According to London, dogs are the primary patients. She said that many of the trials are focused on dogs not only because they experience a wide variety of cancers, but also because those illnesses are closely related to human cancers. She said the trials are also focused on dogs simply because the veterinarians know much more about cancers in dogs than in other species.
“The actual annual incidence rate is higher in dogs than it is in people,” London said. “Generally, one in four dogs over their lifetime will get cancer, and then if they live beyond 10, at least half of them will get some kind of tumor. The most common cause of death for almost all breeds of dogs is cancer.”
Clinical Trials Veterinary Technician and Coordinator Diane Welsh said many of the medicines used on dogs are the same ones that are used for humans. She explained the benefits of testing cancer treatments in dogs as opposed to artificially infecting rats with cancer in a laboratory.
“[The cancer] is naturally occurring in the dogs, the same way it would naturally occur in a human,” Welsh said. “We’re trying these new therapies out to see if it’s going to work, and then if it does work in the dog population, there’s hope that it would then translate to the human side and be as effective.”
Welsh said that patients are often referred to the Clinical Trials Office as a result of emergency room visits, regular oncology appointments or by learning about the trials elsewhere and directly inquiring.
London explained that for a patient to participate in the trial, the first steps would be to determine their eligibility and to obtain the consent from the owner. She said that each trial is different, with some involving actual treatment and others just involving data collection.
Dog owner Rachel Mangan had a dog named Saoirse who had an inoperable laryngeal pharyngeal squamous cell tumor and participated in a clinical trial. She explained that Saoirse was given Palladia, a tyrosine kinase inhibitor, in advance of her chemotherapy and was also prescribed a blinded drug to help with her gastrointestinal issues.
Because the trial was blinded, meaning the patient did not know the test information, Mangan did not initially know what the medicine was. It turned out to be so effective that Saoirse continued using it after the trial ended.
“[Saoirse] made it 19 months, which was unbelievable, unprecedented, and we were so excited to have her around.
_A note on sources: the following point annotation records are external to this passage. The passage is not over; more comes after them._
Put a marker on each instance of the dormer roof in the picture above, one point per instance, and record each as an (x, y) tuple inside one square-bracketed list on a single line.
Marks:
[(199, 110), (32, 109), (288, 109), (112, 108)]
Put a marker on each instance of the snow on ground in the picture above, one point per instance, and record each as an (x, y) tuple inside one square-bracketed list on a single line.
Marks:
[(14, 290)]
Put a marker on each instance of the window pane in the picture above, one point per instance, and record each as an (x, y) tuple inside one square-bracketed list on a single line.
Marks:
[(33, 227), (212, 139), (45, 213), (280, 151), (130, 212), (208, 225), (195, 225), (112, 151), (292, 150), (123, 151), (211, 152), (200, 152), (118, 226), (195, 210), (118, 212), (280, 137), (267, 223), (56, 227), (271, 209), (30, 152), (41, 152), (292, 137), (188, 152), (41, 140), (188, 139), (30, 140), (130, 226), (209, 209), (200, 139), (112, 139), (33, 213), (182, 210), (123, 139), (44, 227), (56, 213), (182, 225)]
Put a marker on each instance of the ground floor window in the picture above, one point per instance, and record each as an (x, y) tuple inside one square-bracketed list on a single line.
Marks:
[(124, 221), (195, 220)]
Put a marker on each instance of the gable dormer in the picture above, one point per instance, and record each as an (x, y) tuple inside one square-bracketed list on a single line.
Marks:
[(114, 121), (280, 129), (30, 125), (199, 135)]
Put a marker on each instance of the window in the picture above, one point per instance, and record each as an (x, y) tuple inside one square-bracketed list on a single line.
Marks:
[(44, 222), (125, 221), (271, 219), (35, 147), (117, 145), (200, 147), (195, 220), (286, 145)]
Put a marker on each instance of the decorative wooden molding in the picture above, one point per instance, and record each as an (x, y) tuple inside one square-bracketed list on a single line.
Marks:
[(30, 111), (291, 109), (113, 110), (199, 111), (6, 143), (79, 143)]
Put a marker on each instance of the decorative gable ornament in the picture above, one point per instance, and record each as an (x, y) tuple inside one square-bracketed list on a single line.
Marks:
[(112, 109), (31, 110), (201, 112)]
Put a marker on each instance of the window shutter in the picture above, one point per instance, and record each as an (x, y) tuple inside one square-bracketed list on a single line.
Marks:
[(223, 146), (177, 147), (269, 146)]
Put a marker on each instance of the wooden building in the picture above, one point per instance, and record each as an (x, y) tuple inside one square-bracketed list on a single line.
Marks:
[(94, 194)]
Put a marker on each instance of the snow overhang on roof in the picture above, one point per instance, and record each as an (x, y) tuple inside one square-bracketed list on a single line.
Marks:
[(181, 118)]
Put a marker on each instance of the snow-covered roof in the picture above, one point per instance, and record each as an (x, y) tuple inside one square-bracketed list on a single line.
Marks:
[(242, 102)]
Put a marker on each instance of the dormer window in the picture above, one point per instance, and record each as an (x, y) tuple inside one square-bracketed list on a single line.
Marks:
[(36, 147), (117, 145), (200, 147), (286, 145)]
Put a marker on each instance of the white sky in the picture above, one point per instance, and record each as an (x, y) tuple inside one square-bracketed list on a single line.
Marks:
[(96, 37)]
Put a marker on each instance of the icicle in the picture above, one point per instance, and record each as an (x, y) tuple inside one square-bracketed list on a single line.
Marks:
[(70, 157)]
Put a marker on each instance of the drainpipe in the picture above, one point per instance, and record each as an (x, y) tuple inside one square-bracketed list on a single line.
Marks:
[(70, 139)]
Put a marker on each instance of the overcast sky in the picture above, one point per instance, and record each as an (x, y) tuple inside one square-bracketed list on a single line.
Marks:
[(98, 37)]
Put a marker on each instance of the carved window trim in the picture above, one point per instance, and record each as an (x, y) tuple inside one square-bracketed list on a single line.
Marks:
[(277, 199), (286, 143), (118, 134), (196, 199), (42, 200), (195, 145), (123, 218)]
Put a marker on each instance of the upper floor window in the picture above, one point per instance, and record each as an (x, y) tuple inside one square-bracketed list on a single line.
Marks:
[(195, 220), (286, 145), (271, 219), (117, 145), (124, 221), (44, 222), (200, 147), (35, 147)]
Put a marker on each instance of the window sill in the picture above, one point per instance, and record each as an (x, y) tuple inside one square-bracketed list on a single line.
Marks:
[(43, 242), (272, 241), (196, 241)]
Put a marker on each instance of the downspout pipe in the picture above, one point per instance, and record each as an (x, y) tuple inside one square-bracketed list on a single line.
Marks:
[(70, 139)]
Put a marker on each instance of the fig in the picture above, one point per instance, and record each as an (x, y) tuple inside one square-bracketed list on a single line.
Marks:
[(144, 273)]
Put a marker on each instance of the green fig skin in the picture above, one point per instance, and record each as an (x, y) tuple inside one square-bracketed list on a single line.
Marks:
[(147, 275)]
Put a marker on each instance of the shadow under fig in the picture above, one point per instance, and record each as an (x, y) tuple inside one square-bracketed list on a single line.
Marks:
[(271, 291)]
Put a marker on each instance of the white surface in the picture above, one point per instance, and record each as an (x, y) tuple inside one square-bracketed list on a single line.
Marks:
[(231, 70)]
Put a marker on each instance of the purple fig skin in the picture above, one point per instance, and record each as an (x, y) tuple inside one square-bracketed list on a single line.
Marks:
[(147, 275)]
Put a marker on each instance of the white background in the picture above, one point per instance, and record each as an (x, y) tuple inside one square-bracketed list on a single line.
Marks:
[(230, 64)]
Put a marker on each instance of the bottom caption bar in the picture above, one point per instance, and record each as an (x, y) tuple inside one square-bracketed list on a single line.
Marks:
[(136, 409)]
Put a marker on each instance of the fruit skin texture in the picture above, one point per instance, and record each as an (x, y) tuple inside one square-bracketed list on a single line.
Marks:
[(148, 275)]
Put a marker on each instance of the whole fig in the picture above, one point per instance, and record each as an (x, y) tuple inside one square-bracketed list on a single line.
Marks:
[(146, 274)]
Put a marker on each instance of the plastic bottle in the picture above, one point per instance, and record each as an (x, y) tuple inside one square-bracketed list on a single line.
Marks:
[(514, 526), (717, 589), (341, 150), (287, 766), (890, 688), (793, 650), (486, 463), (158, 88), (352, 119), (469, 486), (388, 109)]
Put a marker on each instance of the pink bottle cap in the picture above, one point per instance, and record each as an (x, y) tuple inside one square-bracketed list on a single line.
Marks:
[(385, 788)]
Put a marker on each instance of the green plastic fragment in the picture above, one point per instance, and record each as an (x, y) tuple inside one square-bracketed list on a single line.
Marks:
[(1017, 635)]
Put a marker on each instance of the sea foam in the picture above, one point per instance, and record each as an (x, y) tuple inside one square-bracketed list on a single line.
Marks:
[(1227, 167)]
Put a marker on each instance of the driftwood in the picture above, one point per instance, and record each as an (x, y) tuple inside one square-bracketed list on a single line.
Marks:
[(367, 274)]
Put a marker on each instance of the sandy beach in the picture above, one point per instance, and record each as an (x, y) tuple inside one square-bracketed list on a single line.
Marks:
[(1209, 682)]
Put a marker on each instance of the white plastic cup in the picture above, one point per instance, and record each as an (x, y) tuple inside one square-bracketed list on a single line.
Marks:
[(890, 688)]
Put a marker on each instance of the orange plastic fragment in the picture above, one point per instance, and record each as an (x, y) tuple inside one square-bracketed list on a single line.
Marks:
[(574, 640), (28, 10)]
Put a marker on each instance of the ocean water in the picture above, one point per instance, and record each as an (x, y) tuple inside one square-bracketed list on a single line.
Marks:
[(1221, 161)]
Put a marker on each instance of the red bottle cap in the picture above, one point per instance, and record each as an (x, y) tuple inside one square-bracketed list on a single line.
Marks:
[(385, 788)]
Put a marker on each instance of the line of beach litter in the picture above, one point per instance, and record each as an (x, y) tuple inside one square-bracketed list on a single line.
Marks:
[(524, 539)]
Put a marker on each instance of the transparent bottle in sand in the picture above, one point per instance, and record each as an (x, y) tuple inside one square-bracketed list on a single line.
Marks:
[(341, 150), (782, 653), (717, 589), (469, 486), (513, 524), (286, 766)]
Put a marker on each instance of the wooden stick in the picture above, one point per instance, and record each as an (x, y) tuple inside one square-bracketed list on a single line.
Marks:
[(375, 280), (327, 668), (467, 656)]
She did really well for significantly longer than they anticipated,” Mangan said.
Mangan’s other dog Angus was recently diagnosed with squamous cell carcinoma in his toe and has just begun a clinical trial. She said she was informed about the clinical trial options last week and within a couple of days Angus began receiving ART 207 treatment.
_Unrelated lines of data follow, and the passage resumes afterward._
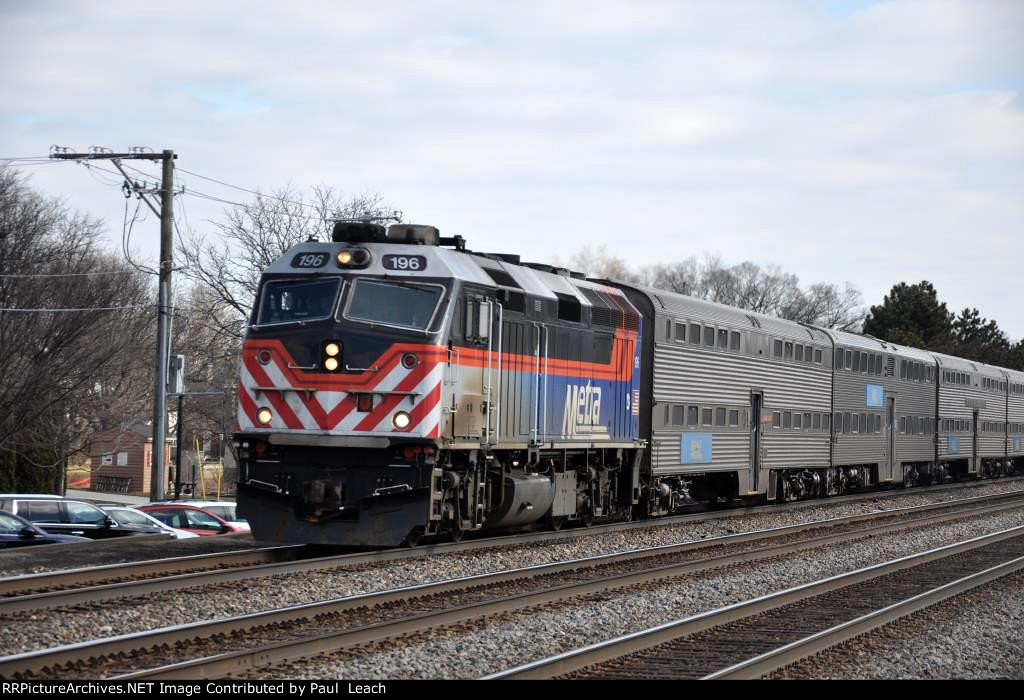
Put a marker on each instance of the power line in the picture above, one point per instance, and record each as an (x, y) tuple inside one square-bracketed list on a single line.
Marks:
[(68, 274), (251, 191), (85, 308)]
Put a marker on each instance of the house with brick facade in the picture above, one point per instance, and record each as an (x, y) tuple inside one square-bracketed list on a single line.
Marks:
[(121, 460)]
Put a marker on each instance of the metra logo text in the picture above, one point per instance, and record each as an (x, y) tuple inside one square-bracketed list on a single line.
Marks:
[(582, 417)]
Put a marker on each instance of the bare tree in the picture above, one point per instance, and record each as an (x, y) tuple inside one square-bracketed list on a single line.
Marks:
[(747, 286), (250, 237), (73, 321)]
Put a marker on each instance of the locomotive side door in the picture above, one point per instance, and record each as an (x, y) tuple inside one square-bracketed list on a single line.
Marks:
[(475, 369), (891, 436)]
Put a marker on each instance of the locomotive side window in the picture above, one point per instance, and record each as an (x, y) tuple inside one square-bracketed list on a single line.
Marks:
[(294, 301), (403, 305)]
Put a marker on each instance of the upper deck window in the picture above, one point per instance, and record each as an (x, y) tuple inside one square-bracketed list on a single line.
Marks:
[(294, 301), (401, 304)]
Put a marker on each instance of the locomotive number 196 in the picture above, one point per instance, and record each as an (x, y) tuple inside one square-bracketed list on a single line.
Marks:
[(411, 263)]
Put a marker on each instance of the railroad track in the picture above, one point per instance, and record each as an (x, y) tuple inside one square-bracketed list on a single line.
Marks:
[(758, 637), (240, 644), (51, 588)]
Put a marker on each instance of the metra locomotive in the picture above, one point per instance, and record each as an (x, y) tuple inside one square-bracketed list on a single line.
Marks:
[(395, 385)]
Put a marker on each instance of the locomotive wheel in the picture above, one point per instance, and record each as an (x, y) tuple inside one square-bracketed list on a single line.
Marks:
[(414, 536)]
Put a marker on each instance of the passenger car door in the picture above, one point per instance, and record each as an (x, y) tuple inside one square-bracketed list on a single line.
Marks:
[(202, 523)]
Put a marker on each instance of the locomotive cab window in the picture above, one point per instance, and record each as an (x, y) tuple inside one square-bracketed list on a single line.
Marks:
[(388, 303), (295, 301)]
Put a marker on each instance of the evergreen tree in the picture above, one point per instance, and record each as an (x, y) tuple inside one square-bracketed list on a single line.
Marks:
[(912, 314), (980, 340)]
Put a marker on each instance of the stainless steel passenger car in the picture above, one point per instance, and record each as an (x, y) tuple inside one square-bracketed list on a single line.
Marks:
[(884, 405), (736, 393), (972, 402), (1015, 413)]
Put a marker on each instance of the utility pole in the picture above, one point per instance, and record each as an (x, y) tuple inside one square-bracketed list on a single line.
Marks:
[(163, 326), (166, 214)]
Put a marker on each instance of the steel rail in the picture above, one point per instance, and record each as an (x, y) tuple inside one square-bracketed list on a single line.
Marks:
[(822, 641), (65, 577), (241, 660), (619, 647), (55, 599), (99, 574)]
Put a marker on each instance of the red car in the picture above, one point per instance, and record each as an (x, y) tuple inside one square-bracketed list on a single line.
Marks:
[(190, 519)]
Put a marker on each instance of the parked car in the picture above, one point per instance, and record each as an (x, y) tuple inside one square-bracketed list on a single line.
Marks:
[(16, 531), (59, 516), (225, 510), (125, 517), (190, 519)]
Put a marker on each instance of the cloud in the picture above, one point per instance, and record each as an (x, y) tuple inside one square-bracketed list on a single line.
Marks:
[(784, 131)]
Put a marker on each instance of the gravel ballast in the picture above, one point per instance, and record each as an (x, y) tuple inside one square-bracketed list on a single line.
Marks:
[(44, 628), (977, 635), (57, 557)]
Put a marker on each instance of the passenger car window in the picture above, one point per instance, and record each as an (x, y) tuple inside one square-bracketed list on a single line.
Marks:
[(41, 511), (198, 519), (10, 524), (83, 514)]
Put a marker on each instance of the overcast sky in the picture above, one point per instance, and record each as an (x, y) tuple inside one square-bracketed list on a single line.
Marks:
[(864, 141)]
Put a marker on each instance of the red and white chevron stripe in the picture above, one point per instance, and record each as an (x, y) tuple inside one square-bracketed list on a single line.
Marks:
[(326, 403)]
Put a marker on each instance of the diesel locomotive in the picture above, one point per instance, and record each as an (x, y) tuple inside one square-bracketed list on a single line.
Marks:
[(395, 385)]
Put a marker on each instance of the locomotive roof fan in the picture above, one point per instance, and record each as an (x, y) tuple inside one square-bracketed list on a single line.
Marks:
[(419, 234), (413, 233), (357, 231)]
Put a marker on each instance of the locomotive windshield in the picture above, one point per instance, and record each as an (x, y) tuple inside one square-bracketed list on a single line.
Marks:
[(293, 301), (404, 305)]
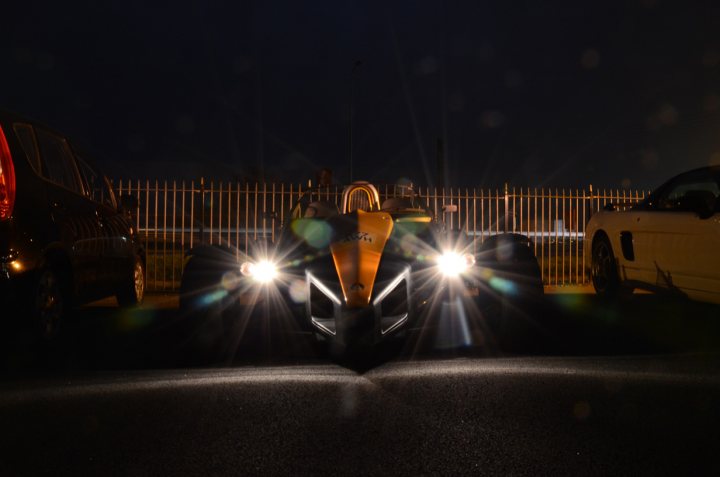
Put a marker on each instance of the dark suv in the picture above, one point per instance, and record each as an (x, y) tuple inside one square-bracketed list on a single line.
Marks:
[(64, 239)]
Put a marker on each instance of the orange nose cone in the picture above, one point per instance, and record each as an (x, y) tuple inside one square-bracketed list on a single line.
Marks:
[(357, 256)]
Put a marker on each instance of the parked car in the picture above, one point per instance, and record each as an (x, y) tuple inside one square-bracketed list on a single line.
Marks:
[(64, 239), (670, 241), (360, 274)]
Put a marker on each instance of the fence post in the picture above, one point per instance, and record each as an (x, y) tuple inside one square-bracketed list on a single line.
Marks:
[(202, 210), (507, 208)]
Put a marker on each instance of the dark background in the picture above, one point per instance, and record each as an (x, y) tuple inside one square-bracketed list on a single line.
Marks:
[(531, 93)]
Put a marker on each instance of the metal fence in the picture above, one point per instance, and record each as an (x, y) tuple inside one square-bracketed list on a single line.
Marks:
[(174, 216)]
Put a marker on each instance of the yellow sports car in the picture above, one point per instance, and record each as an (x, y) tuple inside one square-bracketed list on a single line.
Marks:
[(357, 273)]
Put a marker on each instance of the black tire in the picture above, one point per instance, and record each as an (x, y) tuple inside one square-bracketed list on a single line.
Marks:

Mangan said for her, signing up for the trials was an easy decision on both occasions. She said the trials would not only potentially help her dogs but could also help other dogs in the future.
“It was almost a no-brainer for me,” Mangan said. “The way I think about it, if obviously the treatment wasn’t working and if you have something that could potentially make a difference in our family’s lives and for Gus ... it matters.”
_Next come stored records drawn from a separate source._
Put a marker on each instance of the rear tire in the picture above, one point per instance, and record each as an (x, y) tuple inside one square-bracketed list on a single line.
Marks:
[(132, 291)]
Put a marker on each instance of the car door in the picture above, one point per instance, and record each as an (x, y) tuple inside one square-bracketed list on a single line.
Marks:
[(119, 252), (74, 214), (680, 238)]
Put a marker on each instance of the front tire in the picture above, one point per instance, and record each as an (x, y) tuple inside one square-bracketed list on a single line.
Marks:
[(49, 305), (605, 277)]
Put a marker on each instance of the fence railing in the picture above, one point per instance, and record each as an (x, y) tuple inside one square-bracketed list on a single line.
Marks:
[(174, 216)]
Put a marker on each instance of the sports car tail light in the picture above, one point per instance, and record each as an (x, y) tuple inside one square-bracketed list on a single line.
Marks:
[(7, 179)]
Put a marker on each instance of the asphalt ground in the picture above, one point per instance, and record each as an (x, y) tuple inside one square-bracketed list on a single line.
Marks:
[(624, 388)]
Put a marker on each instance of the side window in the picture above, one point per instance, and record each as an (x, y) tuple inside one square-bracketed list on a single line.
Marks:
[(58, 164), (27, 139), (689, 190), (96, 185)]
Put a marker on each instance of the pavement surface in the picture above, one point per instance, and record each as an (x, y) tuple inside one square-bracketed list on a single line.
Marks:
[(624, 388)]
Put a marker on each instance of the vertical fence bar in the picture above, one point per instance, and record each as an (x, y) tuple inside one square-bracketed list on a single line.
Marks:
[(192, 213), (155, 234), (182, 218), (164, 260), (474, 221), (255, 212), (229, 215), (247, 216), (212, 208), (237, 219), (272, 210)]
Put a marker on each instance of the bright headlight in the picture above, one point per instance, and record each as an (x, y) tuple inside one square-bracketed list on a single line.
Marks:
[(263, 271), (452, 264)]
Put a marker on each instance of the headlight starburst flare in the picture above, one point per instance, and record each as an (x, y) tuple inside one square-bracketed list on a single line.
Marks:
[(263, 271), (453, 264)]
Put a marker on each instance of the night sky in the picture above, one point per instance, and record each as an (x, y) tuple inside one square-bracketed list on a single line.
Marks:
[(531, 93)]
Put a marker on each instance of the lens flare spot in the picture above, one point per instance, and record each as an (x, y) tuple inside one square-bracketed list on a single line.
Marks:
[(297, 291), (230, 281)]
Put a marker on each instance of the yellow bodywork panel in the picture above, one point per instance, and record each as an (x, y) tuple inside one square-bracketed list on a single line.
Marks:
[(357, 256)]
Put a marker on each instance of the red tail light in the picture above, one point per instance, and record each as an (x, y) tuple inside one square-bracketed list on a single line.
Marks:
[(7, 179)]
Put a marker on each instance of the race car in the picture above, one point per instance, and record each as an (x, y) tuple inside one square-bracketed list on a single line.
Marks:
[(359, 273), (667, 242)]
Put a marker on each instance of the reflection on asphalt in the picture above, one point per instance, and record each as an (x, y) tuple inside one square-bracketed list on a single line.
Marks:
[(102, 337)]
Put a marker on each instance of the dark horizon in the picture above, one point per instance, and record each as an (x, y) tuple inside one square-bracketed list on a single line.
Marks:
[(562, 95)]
Through the lens of One Health, an initiative to encourage global collaborations between different health-based scientific disciplines for the planet and its inhabitants, London said these trials could have meaningful implications on human cancer treatment research. London also said collaboration and teamwork are important in these attempts to fight cancer.
“One Health is the notion that diseases in animals and humans are all connected and that we can really facilitate improving the health and welfare of animals, people and the planet by working together,” she said.
She explained that although biology can seem messy and uncorrelated between species, there are actually many connections that people can observe and learn from.
“Many of the relevant and important pathways are conserved through both plants and animals,” London said. “If you can do something called comparative medicine, where you compare diseases and therapies across species ... maybe you can gain a better understanding of what’s important and what’s really not relevant.”
Welsh explained that the majority of the funding for the clinical trials comes from sponsors and from grants. She said there is typically little or no cost to the pet owners who opt into the trials.
“This is really exciting work,” Welsh said. “If we can help our pet population, as well, then translate it into the human population, we can find cures for cancer or something to help slow the process down.”